From the moment he was drafted, Smith was expected to be the bona fide starting inside linebacker alongside Danny Trevathan in Week 1 against the arch rival Green Bay Packers. Smith is supposed to be a key piece in Chicago’s defense in the future, and to see him and the Bears under this type of scrutiny is very troubling to me as a Bears fan. I do not believe that the relationship between the Bears and Smith is irreversibly damaged, because I believe that Roquan understands that this is nothing personal, it’s just business.
I am a huge Bears fan, and this whole situation is very frustrating to me. I think Ryan Pace is a top notch GM in this league and I trust him on every one of his moves, but I just can’t comprehend why he threw big money at a bunch of guys this off-season but wants to play hardball with his prized first round pick all of the sudden. I think that this issue is very temporary and will be solved in the coming weeks. I expect Roquan to be participating in pre-season games by pre-season Week 3 at the latest, and hopefully sooner. In the season opener, the Bears will play in Lambeau Field in Green Bay to take on the arch rival Green Bay Packers, and my hope is that Roquan will be ready to start on that night.
*The next portion of the article has been written after the previous portion. There were new developments on Smith’s contract dispute that I will share with you here.

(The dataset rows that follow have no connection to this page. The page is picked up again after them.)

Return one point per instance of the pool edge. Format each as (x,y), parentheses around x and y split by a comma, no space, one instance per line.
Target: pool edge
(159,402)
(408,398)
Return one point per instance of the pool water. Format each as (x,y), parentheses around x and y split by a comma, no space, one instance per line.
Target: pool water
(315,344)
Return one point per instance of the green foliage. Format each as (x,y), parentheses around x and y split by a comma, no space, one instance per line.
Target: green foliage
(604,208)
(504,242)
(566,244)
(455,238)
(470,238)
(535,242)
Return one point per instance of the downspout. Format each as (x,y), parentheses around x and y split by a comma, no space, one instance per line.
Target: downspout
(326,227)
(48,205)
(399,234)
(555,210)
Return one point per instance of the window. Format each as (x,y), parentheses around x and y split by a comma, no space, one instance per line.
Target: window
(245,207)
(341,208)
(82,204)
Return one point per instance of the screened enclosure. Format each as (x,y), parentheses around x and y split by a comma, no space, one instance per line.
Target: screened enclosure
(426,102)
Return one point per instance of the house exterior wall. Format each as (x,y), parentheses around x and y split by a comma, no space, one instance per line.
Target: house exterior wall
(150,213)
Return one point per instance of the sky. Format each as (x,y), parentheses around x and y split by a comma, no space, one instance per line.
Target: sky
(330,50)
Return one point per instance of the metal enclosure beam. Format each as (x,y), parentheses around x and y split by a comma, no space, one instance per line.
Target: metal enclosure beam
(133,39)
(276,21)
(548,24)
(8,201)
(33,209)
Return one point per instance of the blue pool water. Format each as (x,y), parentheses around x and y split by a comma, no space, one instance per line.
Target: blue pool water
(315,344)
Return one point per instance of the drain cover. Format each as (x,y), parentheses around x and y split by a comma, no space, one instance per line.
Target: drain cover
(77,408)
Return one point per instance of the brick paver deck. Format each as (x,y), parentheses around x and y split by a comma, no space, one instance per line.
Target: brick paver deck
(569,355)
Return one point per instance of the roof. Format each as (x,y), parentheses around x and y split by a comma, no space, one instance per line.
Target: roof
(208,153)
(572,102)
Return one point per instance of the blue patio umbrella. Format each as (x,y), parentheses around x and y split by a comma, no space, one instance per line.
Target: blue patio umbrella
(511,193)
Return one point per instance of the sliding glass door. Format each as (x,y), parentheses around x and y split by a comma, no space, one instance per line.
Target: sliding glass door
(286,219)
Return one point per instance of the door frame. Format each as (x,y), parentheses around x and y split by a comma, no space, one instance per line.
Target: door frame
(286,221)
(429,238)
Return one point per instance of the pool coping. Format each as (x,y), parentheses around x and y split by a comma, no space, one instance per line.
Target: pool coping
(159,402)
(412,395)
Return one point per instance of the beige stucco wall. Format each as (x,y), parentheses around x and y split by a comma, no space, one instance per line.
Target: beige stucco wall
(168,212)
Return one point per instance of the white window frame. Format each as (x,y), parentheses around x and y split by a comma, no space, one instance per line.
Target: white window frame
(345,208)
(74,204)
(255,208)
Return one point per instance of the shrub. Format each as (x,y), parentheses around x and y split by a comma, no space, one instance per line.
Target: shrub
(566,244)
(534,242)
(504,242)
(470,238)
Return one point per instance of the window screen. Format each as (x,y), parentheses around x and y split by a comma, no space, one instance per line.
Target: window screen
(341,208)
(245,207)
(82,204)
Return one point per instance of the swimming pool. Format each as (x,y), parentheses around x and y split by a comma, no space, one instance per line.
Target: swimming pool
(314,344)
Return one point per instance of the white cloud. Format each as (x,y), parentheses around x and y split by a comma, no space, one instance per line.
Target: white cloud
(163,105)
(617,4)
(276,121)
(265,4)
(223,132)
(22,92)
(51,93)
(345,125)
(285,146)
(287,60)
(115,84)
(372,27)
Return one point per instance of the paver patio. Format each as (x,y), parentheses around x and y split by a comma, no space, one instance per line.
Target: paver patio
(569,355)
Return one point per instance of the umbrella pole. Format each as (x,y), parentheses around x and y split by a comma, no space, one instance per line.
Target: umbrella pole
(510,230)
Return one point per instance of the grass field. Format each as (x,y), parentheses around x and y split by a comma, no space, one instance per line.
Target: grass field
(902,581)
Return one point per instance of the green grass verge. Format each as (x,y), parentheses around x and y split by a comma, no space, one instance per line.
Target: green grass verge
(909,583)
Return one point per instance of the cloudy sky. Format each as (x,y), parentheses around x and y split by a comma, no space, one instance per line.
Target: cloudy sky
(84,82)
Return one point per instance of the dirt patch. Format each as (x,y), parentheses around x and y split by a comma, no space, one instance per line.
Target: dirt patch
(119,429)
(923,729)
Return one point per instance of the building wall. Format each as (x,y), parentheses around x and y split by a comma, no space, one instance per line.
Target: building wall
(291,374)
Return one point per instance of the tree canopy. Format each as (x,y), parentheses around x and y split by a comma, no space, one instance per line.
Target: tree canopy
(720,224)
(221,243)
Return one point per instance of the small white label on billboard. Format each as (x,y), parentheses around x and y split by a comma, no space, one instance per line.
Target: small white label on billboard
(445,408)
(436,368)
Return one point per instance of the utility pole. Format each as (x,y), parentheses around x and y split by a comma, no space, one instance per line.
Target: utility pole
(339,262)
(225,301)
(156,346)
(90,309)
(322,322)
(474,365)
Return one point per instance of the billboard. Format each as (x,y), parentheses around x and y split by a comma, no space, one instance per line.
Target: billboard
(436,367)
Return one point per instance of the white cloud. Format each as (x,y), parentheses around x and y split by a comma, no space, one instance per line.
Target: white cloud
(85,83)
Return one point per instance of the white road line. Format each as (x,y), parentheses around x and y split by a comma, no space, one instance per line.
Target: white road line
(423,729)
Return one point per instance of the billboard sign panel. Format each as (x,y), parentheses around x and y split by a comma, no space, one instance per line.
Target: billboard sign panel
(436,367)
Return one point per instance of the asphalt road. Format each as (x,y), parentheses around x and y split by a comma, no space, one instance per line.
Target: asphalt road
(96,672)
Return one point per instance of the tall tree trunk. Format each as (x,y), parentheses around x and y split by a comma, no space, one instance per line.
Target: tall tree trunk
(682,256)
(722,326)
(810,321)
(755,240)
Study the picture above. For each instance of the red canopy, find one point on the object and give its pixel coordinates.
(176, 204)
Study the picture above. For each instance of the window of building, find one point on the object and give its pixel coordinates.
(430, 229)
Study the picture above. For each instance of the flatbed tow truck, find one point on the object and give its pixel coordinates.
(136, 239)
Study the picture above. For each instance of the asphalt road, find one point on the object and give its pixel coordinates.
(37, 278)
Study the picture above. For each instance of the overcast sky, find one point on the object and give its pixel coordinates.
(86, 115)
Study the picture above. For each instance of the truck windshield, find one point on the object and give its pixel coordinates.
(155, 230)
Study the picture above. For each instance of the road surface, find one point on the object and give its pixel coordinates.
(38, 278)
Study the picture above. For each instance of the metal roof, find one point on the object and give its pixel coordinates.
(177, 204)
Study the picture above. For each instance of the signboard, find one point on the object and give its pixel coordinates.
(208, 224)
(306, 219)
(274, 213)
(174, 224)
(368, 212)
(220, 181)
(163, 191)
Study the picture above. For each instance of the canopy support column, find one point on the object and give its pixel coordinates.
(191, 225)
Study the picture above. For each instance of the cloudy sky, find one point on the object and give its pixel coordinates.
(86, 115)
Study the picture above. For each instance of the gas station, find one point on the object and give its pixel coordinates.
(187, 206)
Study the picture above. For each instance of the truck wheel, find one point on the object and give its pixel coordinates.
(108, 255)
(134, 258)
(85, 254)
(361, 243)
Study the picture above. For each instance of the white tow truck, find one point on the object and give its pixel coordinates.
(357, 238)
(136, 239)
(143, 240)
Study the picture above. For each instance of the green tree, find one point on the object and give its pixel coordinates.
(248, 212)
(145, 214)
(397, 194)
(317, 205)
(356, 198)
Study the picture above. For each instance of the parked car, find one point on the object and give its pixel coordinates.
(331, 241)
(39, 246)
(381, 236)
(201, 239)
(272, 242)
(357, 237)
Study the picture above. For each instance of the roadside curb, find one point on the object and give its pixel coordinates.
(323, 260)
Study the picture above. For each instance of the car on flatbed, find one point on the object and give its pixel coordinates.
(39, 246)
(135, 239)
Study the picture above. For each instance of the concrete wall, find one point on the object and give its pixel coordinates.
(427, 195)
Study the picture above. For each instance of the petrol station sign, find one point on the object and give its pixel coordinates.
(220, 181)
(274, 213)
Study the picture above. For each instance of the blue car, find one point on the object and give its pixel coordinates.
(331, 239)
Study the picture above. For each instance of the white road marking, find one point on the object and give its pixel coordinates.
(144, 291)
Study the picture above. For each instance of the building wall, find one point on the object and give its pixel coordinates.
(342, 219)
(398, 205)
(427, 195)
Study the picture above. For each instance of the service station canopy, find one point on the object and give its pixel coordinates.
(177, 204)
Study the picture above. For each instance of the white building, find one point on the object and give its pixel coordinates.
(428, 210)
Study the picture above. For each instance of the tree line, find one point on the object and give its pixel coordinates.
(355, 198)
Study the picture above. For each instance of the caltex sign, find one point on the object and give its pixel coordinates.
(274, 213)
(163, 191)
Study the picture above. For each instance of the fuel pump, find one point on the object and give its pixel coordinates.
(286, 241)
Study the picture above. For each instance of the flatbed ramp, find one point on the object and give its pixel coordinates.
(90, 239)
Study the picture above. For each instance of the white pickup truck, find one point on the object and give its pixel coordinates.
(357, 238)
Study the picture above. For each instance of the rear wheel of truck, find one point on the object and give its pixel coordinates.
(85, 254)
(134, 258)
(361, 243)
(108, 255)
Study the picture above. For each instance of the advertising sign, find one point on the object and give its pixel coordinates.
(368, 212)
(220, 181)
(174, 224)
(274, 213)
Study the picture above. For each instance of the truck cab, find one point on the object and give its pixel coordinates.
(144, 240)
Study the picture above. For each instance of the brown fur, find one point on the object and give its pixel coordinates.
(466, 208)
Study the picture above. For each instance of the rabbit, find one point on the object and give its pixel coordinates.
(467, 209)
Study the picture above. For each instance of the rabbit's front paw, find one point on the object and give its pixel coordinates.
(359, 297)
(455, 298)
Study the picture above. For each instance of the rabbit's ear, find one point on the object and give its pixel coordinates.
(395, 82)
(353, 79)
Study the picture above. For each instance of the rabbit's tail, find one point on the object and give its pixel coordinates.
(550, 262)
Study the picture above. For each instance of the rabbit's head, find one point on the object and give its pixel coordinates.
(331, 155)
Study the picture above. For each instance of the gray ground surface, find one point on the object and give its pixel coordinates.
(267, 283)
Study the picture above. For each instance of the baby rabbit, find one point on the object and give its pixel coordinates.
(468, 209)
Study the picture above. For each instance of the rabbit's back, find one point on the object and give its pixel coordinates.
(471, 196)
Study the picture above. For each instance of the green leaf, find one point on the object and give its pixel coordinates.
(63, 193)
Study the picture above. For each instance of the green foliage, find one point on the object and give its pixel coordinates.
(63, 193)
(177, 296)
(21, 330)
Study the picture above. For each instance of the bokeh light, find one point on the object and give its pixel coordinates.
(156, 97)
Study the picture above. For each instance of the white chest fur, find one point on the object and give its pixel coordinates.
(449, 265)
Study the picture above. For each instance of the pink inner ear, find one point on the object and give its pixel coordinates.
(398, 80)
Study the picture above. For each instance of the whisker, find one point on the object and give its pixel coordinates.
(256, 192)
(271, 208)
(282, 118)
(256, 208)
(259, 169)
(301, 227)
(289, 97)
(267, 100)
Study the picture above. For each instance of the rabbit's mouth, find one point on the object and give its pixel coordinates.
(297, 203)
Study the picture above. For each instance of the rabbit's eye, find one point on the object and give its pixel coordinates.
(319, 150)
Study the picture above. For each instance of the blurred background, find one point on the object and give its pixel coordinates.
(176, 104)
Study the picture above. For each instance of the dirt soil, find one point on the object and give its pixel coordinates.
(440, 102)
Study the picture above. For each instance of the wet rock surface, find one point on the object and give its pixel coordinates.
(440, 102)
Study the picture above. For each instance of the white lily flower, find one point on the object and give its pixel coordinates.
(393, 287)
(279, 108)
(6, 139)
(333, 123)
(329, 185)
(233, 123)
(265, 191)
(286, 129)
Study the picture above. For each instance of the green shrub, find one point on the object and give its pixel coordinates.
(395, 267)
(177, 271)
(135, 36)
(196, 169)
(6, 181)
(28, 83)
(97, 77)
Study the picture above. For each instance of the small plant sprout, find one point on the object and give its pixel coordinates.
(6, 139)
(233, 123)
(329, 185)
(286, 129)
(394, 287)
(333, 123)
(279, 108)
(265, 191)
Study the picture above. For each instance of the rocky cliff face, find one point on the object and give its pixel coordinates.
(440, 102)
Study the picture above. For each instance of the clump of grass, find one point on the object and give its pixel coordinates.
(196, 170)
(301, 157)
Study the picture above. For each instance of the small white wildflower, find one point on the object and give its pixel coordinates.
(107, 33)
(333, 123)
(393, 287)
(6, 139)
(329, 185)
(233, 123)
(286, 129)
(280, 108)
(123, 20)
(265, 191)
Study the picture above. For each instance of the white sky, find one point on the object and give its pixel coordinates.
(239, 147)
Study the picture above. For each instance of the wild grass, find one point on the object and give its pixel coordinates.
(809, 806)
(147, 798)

The common belief was that the reason for Smith’s contract being left unsigned was due to Smith’s agent being concerned that if Smith was suspended, his guaranteed money would not be safe. As David Haugh of the Chicago Tribune reported, as of August 1st, Bears GM Ryan Pace had pledged written contract language that would protect Roquan’s guaranteed money should he get suspended. Now, Smith’s agent, CAA Football, wants Pace and the Bears to protect Smith’s guaranteed money if he gets in off the field trouble, like with law enforcement. Pace is not concerned that Smith himself will get in trouble with the law in the future, rather he is worried that he would be setting a future precedent for future contracts if he were to agree to that. Haugh reports: The Bears’ reluctance to [include contact language that would protect Smith from discipline] revolves around their fear of setting a precedent for future contracts and has nothing to do with concerns about Smith’s character, the source said. But only four teams in the league have written contracts going as far with protections such as Smith seeks, a source said. The other 28 have avoided setting such contractual precedent, perhaps out of a fear of unintended consequences. It’s not a common demand, according to one longtime agent who has negotiated NFL deals. Adam Jahns of the Chicago Sun-Times first reported the idea that CAA Football and the Bears had agreed on helmet related issues in the August 1st edition of the Hoge and Jahns podcast. This is a very strange situation, and we here at The Sports Wave will do our best to keep you updated as this story unfolds.